Again, there will be great variance in the small-group market, according to Jon Kingsdale, of the Wakely Consulting Group in Boston. He says the biggest impact will be that, because of some technical changes made by the law, employers with older employees and larger families will likely see rates increase, while employers with younger workers and smaller families may see rates decrease. But overall, says Kingsdale, “I do not believe there will be a significant jump in rate in the small-group market, because the underlying body of people being insured is not so different from the prior year.”
One last point on rates: This is another area where Republican saboteurs of the law can, if they choose to, make it not work. That is, Republican state insurance commissioners can approve big premium hikes just to make the law look bad. Says Sally McCarty, the former Indiana state insurance commissioner, now at the Georgetown Center on Health Insurance Reforms: “States that are in earnest about implementing the law will likely see lower increases, and states not so concerned about seeing the law succeed will see higher increases.”
So there we have it. Yes, it’s too early for firm conclusions. But certainly the preponderance of the evidence so far is that the apocalyptic predictions just aren’t coming true at all. Granted, there’s a lot of other news going on lately, but this is the real reason why Obamacare has kind of dropped out of the news cycle: Republicans aren’t bashing it quite so much anymore, because even they see it’s kind of working.

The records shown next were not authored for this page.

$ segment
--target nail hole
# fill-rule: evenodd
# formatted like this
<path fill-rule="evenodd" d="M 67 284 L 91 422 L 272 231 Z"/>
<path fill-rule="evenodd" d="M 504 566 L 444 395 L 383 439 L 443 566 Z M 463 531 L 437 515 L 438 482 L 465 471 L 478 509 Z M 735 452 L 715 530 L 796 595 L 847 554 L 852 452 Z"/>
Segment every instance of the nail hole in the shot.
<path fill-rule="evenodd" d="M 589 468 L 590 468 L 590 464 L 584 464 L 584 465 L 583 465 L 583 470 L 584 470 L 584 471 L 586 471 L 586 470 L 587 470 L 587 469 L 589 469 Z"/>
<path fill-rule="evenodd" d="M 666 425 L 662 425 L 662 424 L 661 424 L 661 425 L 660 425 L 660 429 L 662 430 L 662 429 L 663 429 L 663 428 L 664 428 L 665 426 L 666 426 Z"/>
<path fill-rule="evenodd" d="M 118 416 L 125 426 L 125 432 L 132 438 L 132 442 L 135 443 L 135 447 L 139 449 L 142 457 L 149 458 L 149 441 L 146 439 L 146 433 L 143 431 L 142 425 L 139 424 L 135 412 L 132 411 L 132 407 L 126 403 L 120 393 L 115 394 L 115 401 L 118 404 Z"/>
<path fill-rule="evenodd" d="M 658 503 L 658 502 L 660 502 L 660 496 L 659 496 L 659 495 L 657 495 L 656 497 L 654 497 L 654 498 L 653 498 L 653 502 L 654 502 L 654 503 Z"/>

The damage they’ve already done is considerable. “Health care is a topic that people feel particularly close to as it involves the most important decisions people make; it is also a topic people can feel incredibly anxious about for the same reason,” says Neera Tanden, president of the Center for American Progress and a former administration health-care official. “The right wing has preyed upon those anxieties by manufacturing one lie after another to create a veil of opposition against a bill that has so far been pretty effective at covering people and lowering costs. It is an indictment of our policy deliberations as a country that these lies have been so effective.” Slowly, the truth is catching up.